The credit card data example we saw

The credit card data example we saw in the previous section works well as
a MapReduce task. In the Mapper (Figure 5.11), each record is split into a key
(the credit card number) and a value (the money amount in the transaction). The
shuffle stage sorts the data so that the records with the same credit card number
end up next to each other. The reduce stage emits a record for each unique credit

card number, so the total number of unique credit card numbers is the number of
records emitted by the reducer (Figure 5.12).
Typically, we assume that both the Mapper and Reducer are idempotent. By
idempotent, we mean that if the Mapper or Reducer is called multiple times on
the same input, the output will always be the same.

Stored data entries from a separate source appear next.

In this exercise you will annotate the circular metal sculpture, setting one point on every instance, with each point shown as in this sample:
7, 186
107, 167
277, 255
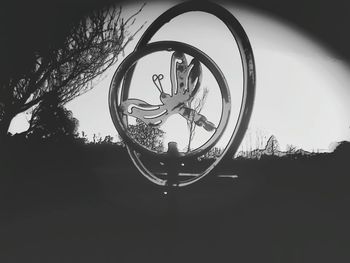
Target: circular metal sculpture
185, 81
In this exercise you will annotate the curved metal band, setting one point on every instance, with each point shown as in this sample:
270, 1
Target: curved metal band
249, 80
167, 46
245, 49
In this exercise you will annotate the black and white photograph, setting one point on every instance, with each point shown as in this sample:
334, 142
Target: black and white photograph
174, 131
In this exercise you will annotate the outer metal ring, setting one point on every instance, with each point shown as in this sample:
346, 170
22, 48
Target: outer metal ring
249, 77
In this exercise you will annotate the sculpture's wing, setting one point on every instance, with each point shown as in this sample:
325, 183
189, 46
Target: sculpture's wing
194, 77
149, 114
184, 78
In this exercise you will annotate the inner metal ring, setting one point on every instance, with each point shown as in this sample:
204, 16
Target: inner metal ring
117, 89
249, 78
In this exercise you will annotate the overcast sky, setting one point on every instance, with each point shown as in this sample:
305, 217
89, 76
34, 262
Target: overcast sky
302, 89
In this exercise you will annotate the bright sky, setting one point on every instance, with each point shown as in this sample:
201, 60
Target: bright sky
302, 89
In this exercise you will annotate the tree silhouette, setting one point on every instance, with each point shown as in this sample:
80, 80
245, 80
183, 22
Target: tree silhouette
146, 135
66, 67
51, 121
272, 146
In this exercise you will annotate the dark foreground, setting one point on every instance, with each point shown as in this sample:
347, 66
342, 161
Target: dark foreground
275, 211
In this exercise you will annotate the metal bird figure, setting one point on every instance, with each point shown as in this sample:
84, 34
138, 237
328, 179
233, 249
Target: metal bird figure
185, 82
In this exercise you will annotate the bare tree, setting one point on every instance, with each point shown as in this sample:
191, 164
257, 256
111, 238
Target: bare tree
197, 104
67, 67
291, 149
147, 135
272, 146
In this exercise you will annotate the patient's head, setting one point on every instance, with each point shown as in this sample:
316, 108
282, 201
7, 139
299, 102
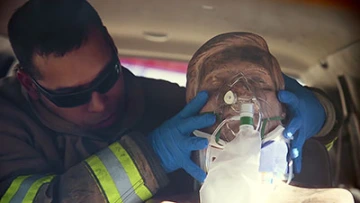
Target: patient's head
240, 62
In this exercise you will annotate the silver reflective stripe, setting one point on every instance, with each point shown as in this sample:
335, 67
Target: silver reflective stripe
24, 188
119, 176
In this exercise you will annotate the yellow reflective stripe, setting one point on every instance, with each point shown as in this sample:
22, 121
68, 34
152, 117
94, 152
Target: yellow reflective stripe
131, 170
30, 195
106, 182
14, 187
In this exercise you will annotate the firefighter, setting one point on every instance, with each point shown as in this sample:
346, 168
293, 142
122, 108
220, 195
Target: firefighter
76, 126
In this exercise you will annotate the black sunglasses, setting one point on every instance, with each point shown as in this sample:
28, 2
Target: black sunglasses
102, 84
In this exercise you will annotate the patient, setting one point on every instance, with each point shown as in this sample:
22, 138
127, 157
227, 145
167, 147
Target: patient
240, 63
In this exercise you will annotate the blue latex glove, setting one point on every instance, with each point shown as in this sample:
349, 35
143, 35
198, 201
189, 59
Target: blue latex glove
172, 141
306, 113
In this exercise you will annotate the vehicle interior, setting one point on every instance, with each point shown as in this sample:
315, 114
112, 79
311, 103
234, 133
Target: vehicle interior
316, 42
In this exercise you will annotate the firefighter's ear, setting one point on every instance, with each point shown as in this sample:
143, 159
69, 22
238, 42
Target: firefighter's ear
26, 81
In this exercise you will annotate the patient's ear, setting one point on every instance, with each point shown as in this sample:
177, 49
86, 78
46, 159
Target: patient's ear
26, 81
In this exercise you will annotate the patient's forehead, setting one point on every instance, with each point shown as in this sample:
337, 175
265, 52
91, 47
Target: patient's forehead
256, 75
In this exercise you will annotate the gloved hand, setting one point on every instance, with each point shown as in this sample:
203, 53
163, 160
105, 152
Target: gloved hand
172, 141
306, 113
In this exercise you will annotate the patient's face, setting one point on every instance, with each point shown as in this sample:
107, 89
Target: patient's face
241, 63
246, 80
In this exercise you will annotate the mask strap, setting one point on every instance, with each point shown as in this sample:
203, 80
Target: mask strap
264, 122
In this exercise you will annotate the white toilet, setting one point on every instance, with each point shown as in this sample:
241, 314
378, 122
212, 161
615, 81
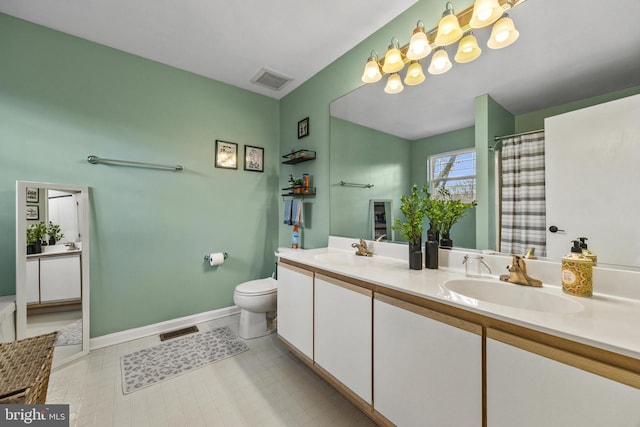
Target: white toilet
257, 300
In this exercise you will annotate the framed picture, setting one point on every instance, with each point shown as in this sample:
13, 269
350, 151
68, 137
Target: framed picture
303, 128
253, 158
33, 212
32, 195
226, 154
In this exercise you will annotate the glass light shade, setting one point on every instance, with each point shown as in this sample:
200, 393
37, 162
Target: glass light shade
485, 13
393, 60
503, 34
371, 71
394, 84
440, 62
449, 30
414, 76
418, 45
468, 49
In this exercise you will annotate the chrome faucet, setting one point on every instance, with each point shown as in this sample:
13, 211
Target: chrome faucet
361, 248
518, 274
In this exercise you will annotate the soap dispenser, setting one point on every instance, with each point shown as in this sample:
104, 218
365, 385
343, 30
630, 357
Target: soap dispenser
577, 272
586, 252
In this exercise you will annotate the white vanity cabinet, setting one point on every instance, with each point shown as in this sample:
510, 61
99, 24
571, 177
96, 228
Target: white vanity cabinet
60, 278
33, 281
342, 333
427, 366
295, 308
526, 388
53, 278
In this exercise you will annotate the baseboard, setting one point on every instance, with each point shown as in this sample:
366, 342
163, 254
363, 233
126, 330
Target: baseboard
158, 328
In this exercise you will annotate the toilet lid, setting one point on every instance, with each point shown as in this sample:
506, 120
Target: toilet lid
258, 287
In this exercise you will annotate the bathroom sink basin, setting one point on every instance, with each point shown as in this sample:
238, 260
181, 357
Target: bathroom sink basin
345, 258
470, 291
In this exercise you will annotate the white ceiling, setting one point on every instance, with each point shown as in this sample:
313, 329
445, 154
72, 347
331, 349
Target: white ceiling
229, 41
599, 52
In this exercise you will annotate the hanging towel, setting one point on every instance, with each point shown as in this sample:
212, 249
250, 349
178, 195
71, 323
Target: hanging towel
297, 212
288, 211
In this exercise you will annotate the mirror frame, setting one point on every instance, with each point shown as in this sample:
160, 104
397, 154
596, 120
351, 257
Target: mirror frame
21, 258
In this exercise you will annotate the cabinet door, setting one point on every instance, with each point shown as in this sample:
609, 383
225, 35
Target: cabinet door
426, 371
343, 333
33, 281
59, 278
295, 307
527, 389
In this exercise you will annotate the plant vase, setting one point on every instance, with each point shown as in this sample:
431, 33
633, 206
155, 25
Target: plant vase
431, 250
415, 256
446, 242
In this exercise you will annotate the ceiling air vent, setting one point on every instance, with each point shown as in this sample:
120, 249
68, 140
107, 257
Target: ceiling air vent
271, 79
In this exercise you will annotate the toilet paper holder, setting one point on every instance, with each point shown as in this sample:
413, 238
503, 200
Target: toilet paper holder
207, 257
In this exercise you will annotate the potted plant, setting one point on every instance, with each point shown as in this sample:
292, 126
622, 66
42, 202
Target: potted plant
53, 231
35, 234
444, 211
414, 208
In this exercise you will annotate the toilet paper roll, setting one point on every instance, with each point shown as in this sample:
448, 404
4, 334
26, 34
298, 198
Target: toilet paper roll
216, 258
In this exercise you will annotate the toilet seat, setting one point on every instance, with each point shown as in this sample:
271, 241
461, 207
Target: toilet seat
258, 287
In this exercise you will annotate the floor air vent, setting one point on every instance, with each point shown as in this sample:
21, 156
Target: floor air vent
271, 79
178, 333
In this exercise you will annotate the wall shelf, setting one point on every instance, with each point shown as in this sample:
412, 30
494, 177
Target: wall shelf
299, 191
299, 157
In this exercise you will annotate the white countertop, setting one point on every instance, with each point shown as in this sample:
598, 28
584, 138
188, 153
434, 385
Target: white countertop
606, 321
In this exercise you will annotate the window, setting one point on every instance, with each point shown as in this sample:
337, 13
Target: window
455, 171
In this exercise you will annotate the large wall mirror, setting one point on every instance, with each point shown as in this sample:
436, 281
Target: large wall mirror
52, 265
533, 74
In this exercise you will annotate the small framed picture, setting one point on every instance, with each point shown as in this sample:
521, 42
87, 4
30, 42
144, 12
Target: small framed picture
33, 212
226, 154
32, 195
303, 128
253, 158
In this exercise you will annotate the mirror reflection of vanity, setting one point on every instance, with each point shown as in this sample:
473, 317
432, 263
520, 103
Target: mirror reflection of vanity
52, 284
414, 115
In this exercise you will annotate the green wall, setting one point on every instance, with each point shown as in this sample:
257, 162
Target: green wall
365, 156
63, 98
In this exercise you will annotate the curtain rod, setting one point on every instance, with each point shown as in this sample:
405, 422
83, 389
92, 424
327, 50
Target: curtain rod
95, 160
499, 138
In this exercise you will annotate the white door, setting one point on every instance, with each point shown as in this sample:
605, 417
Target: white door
592, 174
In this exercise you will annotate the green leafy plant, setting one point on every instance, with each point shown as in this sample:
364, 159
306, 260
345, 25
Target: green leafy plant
36, 232
444, 211
414, 207
53, 231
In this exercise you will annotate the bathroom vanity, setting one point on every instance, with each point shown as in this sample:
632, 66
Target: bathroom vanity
407, 350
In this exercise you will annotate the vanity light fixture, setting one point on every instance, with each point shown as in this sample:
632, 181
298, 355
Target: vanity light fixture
415, 75
440, 62
419, 46
451, 29
372, 72
503, 33
468, 49
485, 13
394, 84
393, 59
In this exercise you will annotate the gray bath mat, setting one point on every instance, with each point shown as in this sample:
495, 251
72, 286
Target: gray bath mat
70, 334
178, 356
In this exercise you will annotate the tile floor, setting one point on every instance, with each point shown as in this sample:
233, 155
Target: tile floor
265, 386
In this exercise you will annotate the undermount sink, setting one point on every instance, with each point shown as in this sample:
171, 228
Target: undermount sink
470, 291
344, 258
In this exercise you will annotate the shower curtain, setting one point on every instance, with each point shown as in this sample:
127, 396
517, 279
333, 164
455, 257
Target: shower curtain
523, 223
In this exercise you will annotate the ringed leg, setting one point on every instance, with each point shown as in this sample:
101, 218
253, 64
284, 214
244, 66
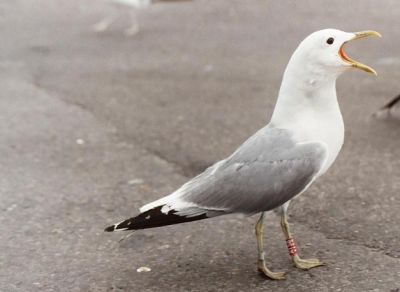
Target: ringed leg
298, 262
261, 260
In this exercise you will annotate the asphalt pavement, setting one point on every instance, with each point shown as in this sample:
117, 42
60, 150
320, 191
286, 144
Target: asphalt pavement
94, 125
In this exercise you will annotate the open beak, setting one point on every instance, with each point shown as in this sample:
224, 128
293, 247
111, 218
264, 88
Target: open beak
353, 63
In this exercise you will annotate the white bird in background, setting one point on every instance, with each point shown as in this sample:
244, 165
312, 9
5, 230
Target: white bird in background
280, 161
131, 7
389, 106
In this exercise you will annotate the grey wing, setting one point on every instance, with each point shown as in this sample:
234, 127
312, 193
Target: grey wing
268, 170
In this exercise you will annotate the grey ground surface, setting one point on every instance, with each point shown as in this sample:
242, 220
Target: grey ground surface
93, 126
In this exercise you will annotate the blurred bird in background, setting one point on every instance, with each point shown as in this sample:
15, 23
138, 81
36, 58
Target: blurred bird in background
387, 109
132, 7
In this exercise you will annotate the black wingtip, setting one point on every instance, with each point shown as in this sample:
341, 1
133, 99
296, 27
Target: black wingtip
110, 228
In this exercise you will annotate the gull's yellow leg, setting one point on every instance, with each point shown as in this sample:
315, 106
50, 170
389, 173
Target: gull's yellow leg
298, 262
261, 260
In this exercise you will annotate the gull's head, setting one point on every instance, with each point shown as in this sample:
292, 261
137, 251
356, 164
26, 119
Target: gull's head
322, 52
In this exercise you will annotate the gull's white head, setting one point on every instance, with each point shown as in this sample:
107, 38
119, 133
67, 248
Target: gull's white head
322, 53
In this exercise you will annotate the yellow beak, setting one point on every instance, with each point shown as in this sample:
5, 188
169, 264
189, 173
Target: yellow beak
358, 35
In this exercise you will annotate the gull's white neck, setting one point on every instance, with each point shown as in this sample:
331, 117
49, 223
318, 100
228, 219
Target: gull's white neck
308, 106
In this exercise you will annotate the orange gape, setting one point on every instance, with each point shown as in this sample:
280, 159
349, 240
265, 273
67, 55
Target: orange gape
343, 55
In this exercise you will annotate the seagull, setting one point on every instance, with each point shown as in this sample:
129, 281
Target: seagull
389, 106
281, 160
133, 7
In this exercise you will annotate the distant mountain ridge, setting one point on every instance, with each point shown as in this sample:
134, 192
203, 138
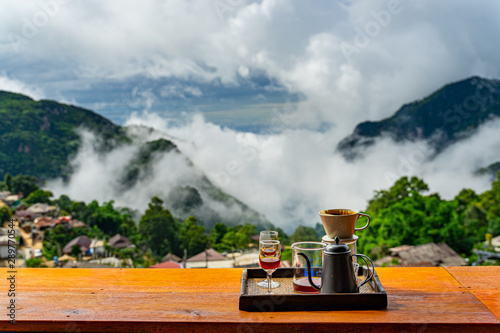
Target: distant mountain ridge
40, 138
446, 116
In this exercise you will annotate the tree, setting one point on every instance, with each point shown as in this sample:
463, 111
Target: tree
192, 236
158, 229
403, 188
5, 214
75, 250
8, 182
24, 184
39, 195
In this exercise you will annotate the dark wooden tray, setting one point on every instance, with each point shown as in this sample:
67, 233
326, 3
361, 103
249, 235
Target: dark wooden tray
372, 295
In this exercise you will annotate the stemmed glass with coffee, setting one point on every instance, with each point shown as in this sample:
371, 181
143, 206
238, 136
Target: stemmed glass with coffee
269, 258
267, 235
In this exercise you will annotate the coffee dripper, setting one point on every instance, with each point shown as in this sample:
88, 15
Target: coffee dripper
338, 273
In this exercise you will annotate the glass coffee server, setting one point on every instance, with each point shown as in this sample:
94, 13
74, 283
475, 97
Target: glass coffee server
268, 235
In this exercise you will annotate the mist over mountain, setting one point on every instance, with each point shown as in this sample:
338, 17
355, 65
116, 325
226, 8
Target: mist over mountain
77, 152
451, 114
286, 174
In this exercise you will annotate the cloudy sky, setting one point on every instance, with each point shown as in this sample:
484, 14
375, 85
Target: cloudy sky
271, 84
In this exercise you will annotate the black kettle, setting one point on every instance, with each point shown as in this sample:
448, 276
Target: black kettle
338, 274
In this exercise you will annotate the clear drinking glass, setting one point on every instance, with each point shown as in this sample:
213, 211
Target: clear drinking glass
313, 251
268, 235
269, 258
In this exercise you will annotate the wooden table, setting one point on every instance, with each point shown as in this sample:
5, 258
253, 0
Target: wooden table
206, 300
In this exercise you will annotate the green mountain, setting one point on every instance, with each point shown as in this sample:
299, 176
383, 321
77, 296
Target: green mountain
41, 138
450, 114
38, 137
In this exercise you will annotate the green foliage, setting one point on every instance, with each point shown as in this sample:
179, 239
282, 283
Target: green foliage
5, 214
402, 215
192, 236
423, 119
24, 184
39, 195
75, 251
158, 229
55, 239
40, 136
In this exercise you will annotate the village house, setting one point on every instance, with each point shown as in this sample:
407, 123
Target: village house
82, 241
209, 259
119, 242
168, 264
42, 209
425, 255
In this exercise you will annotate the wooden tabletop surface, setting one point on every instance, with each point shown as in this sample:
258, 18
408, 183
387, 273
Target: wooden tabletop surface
206, 300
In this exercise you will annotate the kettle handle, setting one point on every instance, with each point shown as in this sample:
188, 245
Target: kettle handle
368, 263
308, 264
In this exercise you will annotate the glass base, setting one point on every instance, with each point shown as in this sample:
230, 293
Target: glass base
263, 284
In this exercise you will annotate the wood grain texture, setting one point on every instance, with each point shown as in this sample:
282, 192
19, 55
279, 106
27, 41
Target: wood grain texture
482, 282
205, 300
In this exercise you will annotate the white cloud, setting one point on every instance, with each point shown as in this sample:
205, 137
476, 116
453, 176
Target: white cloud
291, 172
13, 85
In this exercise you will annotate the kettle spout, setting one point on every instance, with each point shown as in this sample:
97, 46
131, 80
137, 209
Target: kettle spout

This idempotence allows the
MapReduce library to be fault tolerant. If any part of the computation fails, perhaps because of a hardware machine failure, the MapReduce library can just process that part of the input again on a different machine. Even when machines
don’t fail, sometimes machines can be slow because of misconfiguration or slowly
failing parts. In this case, a machine that appears to be normal could return results much more slowly than other machines in a cluster. To guard against this,
as the computation nears completion, the MapReduce library issues backup Mappers and Reducers that duplicate the processing done on the slowest machines.
This ensures that slow machines don’t become the bottleneck of a computation.
The idempotence of the Mapper and Reducer are what make this possible. If the
Mapper or Reducer modified files directly, for example, multiple copies of them
could not be run simultaneously.
Let’s look at the problem of indexing a corpus with MapReduce. In our simple
indexer, we will store inverted lists with word positions.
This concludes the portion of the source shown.